Neil Simon
- Category : Writers-Playwright-script
- Type : MGE
- Profile : 2/4 - Hermit / Opportunist
- Definition : Split - Small (56)
- Incarnation Cross : RAX Tension 2
Categories
Biography
American playwright, screenwriter and author, who wrote more than 30 plays and nearly the same number of movie screenplays, mostly adaptations of his plays. He received more combined Oscar and Tony nominations than any other writer. He won the Pulitzer Prize for drama in 1991 for Lost in Yonkers.
After a few years in the Army Air Force Reserve, and after graduating from high school, he began writing comedy scripts for radio and some popular early television shows. Among them were Sid Caesar's Your Show of Shows from 1950 (where he worked alongside other young writers including Carl Reiner, Mel Brooks and Selma Diamond), and The Phil Silvers Show, which ran from 1955 to 1959.
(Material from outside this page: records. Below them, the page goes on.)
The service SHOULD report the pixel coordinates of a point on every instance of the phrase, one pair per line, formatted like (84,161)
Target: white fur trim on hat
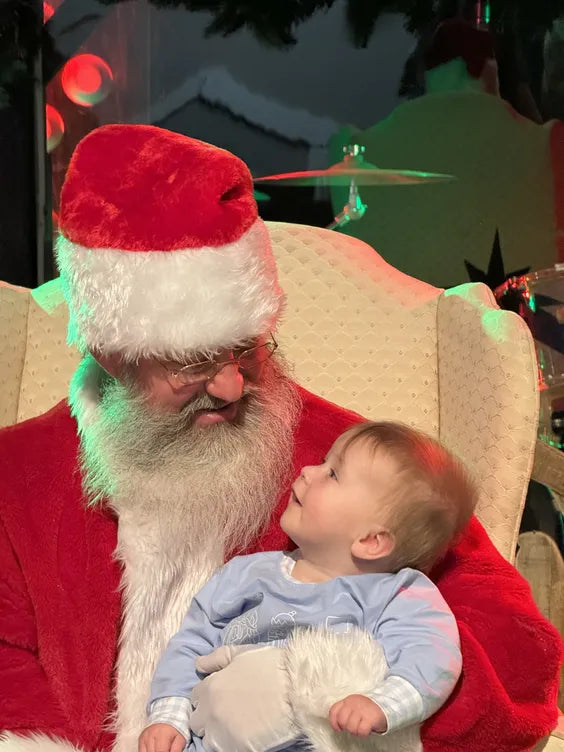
(170,303)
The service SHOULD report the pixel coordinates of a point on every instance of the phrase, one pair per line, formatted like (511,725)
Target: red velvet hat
(161,251)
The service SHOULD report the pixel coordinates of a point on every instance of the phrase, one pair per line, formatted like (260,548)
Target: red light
(86,79)
(54,127)
(48,11)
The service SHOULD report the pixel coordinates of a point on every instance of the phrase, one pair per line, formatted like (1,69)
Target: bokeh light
(48,11)
(86,79)
(54,127)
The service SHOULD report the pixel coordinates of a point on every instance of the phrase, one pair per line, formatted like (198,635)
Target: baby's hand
(358,715)
(160,737)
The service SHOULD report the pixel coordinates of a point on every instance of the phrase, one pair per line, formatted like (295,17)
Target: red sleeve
(26,700)
(506,698)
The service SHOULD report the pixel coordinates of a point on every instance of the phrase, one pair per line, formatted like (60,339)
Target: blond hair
(434,497)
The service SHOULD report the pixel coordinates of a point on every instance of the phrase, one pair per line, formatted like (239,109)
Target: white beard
(184,496)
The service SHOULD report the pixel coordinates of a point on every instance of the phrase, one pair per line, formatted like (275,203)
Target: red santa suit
(78,622)
(60,605)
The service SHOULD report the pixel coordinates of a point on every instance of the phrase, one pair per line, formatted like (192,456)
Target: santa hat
(161,251)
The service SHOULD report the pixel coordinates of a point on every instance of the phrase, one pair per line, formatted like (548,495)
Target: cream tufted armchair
(365,336)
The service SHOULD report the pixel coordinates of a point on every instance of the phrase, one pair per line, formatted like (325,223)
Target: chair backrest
(362,335)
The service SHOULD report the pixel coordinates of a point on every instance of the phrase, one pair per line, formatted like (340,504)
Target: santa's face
(164,393)
(218,398)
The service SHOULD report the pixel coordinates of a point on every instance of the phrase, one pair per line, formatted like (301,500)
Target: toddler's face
(337,502)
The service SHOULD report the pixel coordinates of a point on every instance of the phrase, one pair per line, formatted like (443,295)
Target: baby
(377,513)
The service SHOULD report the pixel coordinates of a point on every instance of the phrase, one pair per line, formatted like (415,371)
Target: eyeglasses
(248,359)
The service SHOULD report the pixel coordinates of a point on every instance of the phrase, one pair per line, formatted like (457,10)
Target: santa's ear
(110,362)
(374,545)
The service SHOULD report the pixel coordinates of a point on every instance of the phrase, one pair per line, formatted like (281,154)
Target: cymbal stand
(354,208)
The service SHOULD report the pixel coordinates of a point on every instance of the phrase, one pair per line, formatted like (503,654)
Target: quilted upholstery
(488,402)
(365,336)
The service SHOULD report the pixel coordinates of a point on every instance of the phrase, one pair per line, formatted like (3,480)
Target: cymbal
(355,168)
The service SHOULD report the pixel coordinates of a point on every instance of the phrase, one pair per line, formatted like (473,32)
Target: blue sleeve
(419,636)
(199,634)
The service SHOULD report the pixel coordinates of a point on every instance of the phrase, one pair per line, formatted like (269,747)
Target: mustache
(202,402)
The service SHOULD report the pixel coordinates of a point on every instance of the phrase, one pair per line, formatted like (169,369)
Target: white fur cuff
(168,304)
(34,743)
(325,667)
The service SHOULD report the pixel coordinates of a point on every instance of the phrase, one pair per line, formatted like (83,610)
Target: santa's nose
(227,384)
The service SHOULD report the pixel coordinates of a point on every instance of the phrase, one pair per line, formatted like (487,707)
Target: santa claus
(174,450)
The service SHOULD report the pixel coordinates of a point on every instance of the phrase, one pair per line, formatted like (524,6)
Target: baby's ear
(375,545)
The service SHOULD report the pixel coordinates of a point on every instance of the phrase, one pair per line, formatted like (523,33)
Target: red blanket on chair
(511,655)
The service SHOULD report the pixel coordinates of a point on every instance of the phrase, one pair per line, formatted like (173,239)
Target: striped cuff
(401,703)
(172,710)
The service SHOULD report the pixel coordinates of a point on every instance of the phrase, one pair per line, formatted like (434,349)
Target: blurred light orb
(86,79)
(48,11)
(54,127)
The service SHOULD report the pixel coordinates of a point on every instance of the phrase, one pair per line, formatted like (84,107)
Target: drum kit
(538,297)
(352,172)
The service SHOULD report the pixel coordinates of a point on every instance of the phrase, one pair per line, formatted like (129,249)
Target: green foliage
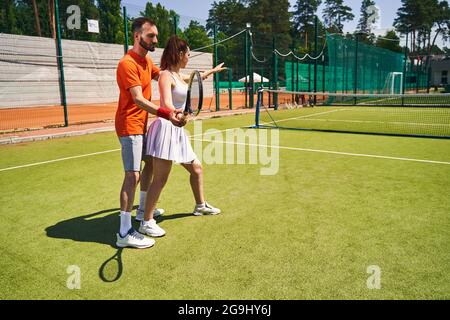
(111,22)
(363,24)
(164,20)
(389,41)
(197,37)
(335,13)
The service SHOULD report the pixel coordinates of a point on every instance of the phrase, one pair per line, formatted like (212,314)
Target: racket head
(194,98)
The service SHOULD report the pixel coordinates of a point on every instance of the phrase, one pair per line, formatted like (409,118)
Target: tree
(419,19)
(111,22)
(303,18)
(8,16)
(389,41)
(197,37)
(229,16)
(164,20)
(364,24)
(335,13)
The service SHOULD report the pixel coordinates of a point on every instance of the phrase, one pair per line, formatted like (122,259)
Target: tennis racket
(194,99)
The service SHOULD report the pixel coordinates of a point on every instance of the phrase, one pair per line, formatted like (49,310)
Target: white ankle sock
(125,223)
(143,195)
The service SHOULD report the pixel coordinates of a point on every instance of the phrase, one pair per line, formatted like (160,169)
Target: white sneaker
(151,229)
(200,210)
(140,214)
(134,239)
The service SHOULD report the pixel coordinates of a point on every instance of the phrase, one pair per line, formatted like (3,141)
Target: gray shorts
(133,151)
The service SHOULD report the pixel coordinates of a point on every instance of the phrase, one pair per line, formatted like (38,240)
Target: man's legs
(146,179)
(131,157)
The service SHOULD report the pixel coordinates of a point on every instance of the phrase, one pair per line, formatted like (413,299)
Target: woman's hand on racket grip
(217,68)
(178,119)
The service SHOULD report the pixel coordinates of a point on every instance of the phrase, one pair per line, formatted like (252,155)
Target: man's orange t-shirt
(133,70)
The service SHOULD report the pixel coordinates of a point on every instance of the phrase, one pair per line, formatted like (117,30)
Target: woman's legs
(195,170)
(161,170)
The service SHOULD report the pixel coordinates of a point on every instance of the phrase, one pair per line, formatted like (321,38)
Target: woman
(166,143)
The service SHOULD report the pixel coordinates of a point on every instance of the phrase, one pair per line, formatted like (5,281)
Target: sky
(198,10)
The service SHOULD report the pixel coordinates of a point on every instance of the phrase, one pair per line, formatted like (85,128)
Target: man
(134,75)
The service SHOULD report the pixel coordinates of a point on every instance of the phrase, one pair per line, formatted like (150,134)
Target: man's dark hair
(139,22)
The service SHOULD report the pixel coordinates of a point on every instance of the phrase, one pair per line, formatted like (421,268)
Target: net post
(292,69)
(230,89)
(216,75)
(125,26)
(62,84)
(246,67)
(175,25)
(404,69)
(323,76)
(316,37)
(258,106)
(355,88)
(250,70)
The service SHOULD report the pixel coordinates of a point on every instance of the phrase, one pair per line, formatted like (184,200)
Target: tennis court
(338,205)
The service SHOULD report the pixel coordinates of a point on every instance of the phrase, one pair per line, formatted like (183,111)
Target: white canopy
(256,78)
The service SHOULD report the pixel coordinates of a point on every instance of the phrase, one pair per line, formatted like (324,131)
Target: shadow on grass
(88,228)
(99,228)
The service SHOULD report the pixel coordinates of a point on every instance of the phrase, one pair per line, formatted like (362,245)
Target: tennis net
(388,114)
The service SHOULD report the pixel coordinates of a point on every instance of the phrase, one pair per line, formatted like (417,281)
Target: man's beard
(147,47)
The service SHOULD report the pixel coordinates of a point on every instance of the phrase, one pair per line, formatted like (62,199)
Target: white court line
(57,160)
(383,122)
(225,142)
(79,156)
(328,151)
(301,117)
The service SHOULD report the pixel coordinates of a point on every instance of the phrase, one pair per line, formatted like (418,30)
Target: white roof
(256,78)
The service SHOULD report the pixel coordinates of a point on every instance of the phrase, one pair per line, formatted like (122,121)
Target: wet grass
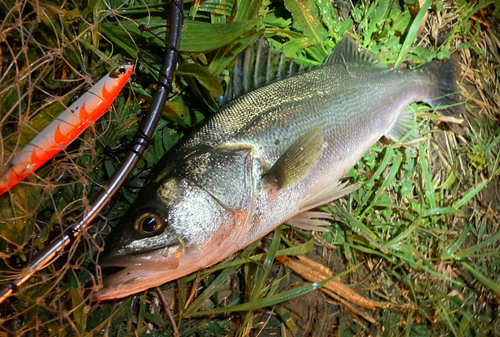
(419,241)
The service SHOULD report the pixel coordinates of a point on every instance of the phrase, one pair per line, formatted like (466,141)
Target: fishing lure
(65,128)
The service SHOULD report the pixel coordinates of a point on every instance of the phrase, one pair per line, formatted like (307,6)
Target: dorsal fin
(259,65)
(347,52)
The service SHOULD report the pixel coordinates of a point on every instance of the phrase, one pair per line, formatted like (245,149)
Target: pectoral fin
(297,161)
(311,221)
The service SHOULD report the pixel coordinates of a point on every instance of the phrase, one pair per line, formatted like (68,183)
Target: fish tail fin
(447,96)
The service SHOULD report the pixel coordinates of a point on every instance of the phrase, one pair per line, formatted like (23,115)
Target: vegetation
(417,246)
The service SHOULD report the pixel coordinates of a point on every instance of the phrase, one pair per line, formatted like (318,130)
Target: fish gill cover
(415,249)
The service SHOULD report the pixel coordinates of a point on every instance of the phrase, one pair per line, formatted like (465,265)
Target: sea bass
(268,157)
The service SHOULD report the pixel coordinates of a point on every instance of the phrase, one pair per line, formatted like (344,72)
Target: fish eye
(149,223)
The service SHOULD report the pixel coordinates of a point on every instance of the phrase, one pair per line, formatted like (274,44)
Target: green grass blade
(412,33)
(274,299)
(481,278)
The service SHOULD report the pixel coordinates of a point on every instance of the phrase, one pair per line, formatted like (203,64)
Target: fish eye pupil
(149,224)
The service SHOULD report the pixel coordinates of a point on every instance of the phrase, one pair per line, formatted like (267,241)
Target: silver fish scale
(347,108)
(354,105)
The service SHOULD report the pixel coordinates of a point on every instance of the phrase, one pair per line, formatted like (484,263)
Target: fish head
(177,226)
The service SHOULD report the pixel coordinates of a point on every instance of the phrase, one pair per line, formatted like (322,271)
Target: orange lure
(65,128)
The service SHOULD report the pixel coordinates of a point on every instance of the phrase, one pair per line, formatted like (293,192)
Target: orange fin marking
(107,95)
(84,114)
(59,138)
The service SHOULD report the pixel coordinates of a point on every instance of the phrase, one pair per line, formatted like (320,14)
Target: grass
(419,240)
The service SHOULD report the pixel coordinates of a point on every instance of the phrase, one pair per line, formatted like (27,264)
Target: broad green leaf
(200,36)
(455,245)
(451,178)
(471,194)
(306,19)
(203,75)
(222,7)
(248,9)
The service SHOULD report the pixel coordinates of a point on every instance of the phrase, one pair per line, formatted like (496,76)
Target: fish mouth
(139,271)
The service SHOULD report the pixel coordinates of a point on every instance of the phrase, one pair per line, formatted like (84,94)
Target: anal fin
(298,159)
(328,194)
(311,221)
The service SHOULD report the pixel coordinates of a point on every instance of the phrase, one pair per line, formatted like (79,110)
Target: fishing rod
(48,253)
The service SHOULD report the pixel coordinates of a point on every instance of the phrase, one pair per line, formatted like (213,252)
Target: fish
(64,129)
(271,155)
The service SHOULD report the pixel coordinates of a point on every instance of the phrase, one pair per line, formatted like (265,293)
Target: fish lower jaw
(157,267)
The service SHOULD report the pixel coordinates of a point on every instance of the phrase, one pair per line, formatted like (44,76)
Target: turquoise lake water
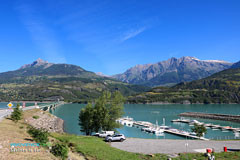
(146,112)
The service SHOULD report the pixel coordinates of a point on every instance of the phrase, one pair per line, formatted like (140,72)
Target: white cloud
(132,33)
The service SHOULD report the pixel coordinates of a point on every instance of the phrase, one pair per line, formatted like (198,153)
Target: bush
(39,135)
(35,117)
(16,114)
(60,150)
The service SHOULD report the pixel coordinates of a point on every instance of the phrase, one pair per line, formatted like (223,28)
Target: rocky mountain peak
(172,71)
(37,63)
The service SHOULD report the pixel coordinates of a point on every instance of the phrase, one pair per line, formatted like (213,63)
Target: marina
(156,129)
(207,125)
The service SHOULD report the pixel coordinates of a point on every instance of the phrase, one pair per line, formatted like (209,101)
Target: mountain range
(221,87)
(172,71)
(44,81)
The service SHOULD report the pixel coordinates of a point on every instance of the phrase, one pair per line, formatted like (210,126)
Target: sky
(110,36)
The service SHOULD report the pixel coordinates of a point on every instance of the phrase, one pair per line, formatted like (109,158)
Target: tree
(86,120)
(39,135)
(199,129)
(16,114)
(60,150)
(108,108)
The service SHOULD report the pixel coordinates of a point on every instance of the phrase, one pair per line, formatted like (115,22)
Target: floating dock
(213,126)
(224,117)
(156,129)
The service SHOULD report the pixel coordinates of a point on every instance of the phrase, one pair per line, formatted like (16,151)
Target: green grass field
(95,148)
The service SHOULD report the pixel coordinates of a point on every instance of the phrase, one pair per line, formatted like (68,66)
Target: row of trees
(103,114)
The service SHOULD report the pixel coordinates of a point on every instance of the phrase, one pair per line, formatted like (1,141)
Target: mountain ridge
(42,81)
(222,87)
(172,71)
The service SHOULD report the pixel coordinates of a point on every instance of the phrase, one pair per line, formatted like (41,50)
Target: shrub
(16,114)
(39,135)
(60,150)
(35,117)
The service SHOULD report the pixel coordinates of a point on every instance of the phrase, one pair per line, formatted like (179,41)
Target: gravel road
(151,146)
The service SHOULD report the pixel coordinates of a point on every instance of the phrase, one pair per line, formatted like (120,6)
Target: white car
(104,134)
(117,137)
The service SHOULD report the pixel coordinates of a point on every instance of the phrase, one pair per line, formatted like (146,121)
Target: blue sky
(110,36)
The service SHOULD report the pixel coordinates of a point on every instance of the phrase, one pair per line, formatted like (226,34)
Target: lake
(152,113)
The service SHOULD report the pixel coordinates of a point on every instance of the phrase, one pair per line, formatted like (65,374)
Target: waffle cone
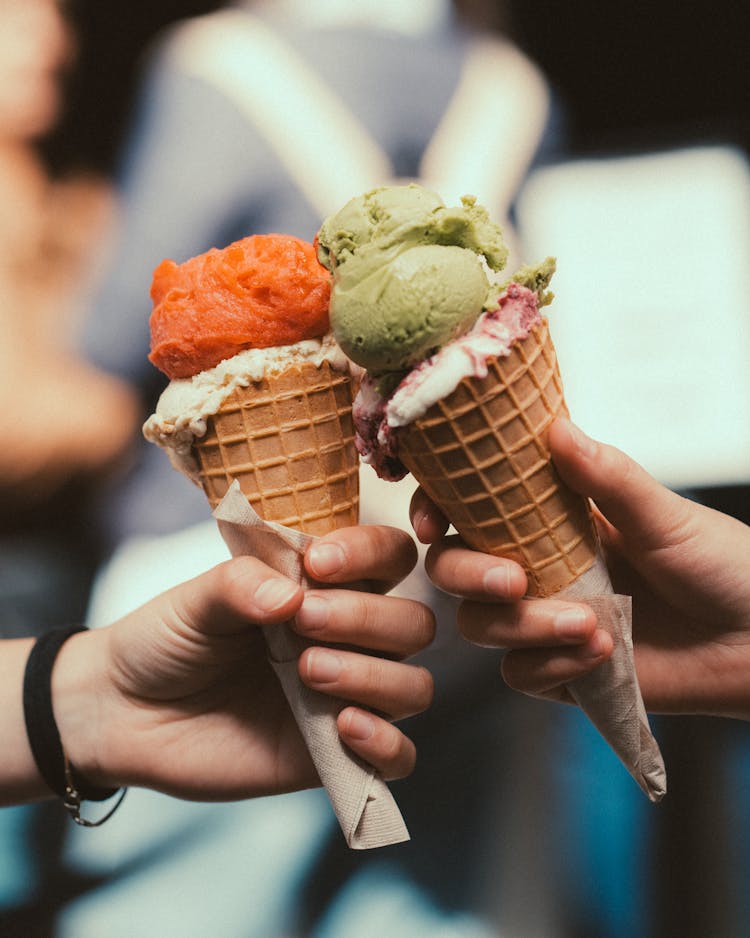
(289,442)
(481,454)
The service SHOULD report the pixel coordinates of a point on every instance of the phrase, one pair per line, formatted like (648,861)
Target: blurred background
(621,145)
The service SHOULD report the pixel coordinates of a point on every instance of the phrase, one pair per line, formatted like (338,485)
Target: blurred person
(71,421)
(685,565)
(180,695)
(329,98)
(64,424)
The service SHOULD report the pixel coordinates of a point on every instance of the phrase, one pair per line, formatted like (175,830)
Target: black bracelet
(44,736)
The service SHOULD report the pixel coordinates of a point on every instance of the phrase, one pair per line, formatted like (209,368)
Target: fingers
(428,521)
(529,623)
(392,688)
(462,572)
(225,599)
(544,672)
(375,552)
(642,510)
(398,627)
(378,742)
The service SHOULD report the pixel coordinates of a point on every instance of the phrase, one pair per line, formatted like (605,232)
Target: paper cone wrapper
(288,441)
(279,466)
(482,456)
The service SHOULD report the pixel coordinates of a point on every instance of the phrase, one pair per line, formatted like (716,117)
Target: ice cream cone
(481,455)
(289,442)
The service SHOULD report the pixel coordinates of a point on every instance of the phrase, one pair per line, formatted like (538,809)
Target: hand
(686,566)
(187,703)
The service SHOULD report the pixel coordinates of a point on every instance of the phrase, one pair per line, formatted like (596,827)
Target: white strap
(483,145)
(488,136)
(322,146)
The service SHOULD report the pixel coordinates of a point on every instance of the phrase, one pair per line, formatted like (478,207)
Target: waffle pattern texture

He began writing his own plays beginning with Come Blow Your Horn (1961), which took him three years to complete and ran for 678 performances on Broadway. It was followed by two more successful plays, Barefoot in the Park (1963) and The Odd Couple (1965), for which he won a Tony Award. It made him a national celebrity and "the hottest new playwright on Broadway."
During the 1960s to 1980s, he wrote both original screenplays and stage plays, with some films actually based on his plays. His style ranged from romantic comedy to farce to more serious dramatic comedy. Overall, he garnered 17 Tony nominations and won three. During one season, he had four successful plays running on Broadway at the same time, and in 1983 became the only living playwright to have a New York theatre, the Neil Simon Theatre, named in his honour.
Simon was married five times, had two children and adopted the daughter of his second wife.
In 2004, he received a kidney transplant from his long-time friend and publicist Bill Evans. Neil Simon died on 26 August 2018, aged 91, after being on life-support while hospitalized for renal failure. He also had Alzheimer's disease. The cause of death was complications with pneumonia, according to Evans. Simon died around 1 a.m. at New York-Presbyterian Hospital in New York City.